Life & Culture

Why Oz Was the Most Controversial Magazine of the 1960s

To celebrate the V&A’s recent purchase of the Felix Dennis Oz Archive, we chart some of the cult underground publication’s most revolutionary statements

  • TextDaisy Woodward

If a single publication could be said to encapsulate the spirit of 1960s and 70s counterculture, it would surely be Oz magazine – that beacon of the underground press, produced from a basement flat in Notting Hill, between 1967 and 1973, by Richard Neville and Jim Anderson, and later by legendary publishing mogul and poet Felix Dennis. The Oz story began in Sydney, where Neville and pop artist Martin Sharp had founded its lesser-known predecessor, Oz Australia, a fearlessly satirical magazine, inspired by Private Eye and the New Statesman. The duo relocated to London in 1966, where they joined forces with fellow Australian, Anderson, to found Oz London – a more revolutionary and psychedelic affair, thanks to the influence of the burgeoning hippie movement and the superior means for colour printing.

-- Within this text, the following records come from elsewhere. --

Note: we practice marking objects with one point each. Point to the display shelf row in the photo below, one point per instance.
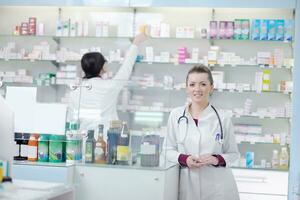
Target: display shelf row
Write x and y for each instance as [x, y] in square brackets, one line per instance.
[57, 38]
[135, 108]
[117, 166]
[31, 84]
[142, 62]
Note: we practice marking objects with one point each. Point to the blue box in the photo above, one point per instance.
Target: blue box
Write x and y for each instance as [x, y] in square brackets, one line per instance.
[280, 29]
[271, 29]
[255, 31]
[263, 30]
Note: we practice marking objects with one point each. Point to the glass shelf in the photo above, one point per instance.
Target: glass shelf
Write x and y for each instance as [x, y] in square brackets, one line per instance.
[134, 108]
[64, 164]
[260, 143]
[30, 84]
[217, 65]
[160, 87]
[152, 63]
[47, 164]
[150, 38]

In February of 1967, the first issue was unleashed upon the world, and before long, Oz had garnered a devout readership thanks to Sharp’s eye-popping graphics, Robert Crumb’s esoteric cartoons and the editors’ proclivity for provocation. Oz’s modus operandi was to interrogate societal “norms” and infuriate the establishment. Their chosen subjects ranged from racism, gay rights and feminist theory to the environment and the Vietnam War – accompanied by a healthy dose of sex, LSD and rock music. This month, in celebration of the magazine’s 50th anniversary, the V&A have purchased the Felix Dennis Oz Archive, replete with the fascinating memorabilia the late editor acquired during his tenure. To mark the event, here we chart five of the most seminal moments from across the publication’s radical history – including the notorious issue that sparked Britain’s longest obscenity trial. 

The First Issue

Oz magazine announced its arrival on the scene with a garish grin, the contents list of its first issue reading as a bold statement of intent: “Theological striptease”; “Why New Statesman editor Paul Johnson is so bloody successful”; “Colin McInnes & Malcolm X”; “Raped Congo nuns whipped with rosary beads.”  From the outset Oz championed and demanded dissent: “tune in, turn on, drop, dead”.



Mr Tambourine Man

“Want to know what the 60s were like?” former Oz contributor Germaine Greer once remarked. “Then look at Martin Sharp’s work.” And what speaks louder than the artist’s iconic depiction of Bob Dylan (aka Mr Tambourine Man), used to front the October 1967 issue? This homage to one of the artist’s many musical heroes embodies the psychedelic turn that Sharp’s work had taken since his arrival in London. In the reflection of the singer’s sunglasses, he inverts a single letter of Dylan’s hit Blowing in the Wind to read ‘blowing in the mind’, a pertinent manifestation of the zeitgeist. There is little doubt that Oz owed its early popularity to the compelling power of Sharp’s graphic covers.

The Magic Theatre Issue

But the artist’s most revolutionary work for Oz is undoubtedly the “Magic Theatre Issue”, an all-graphic edition, which Sharp produced with film director Philippe Mora in November 1968. The 48-page issue is a multi-media melange of collage, film, happenings, light shows, theatre and photography. Suffice to say nothing like it had ever been realised in magazine form before; writer Jonathon Green describes it as “arguably the greatest achievement of the underground press”, while the magazine’s follow-up issue dubbed it “worst selling most praised Oz ever”.

 The Gay Issue

In 1969, just two years after homosexuality was decriminalised in the UK, Jim Anderson, himself gay, decreed it was time for the “Gay Issue” of Oz. He commissioned one of the magazine’s most striking covers depicting two of his friends, one black, the other white, clasped in a nude embrace, to represent the publication’s attitude towards racial and sexual liberation. Unfortunately, the Obscene Publications Squad didn’t share the same views, raiding the Oz offices upon its release. A year later, undeterred, Oz handed the reins over to an all female editorial team for the “Female Energy/Cuntpower Issue”.

The School Kids Issue

But let’s not forget the most infamous Oz moment of all: “The School Kids Issue” of 1970. After being told that they were out of touch with their young readers, the Oz team invited a group of secondary school students to edit their May edition, which featured a sexually explicit parody of the Rupert Bear cartoon strip and a cover adorned with suggestively posed nudes. Dennis, Neville and Anderson were swiftly charged with conspiring to corrupt the morals of the young, prompting the longest obscenity trial in British history, and a huge campaign for their freedom. The trio were eventually acquitted, but not before they’d caused further outrage at their committal hearing by appearing in rented schoolgirl costumes.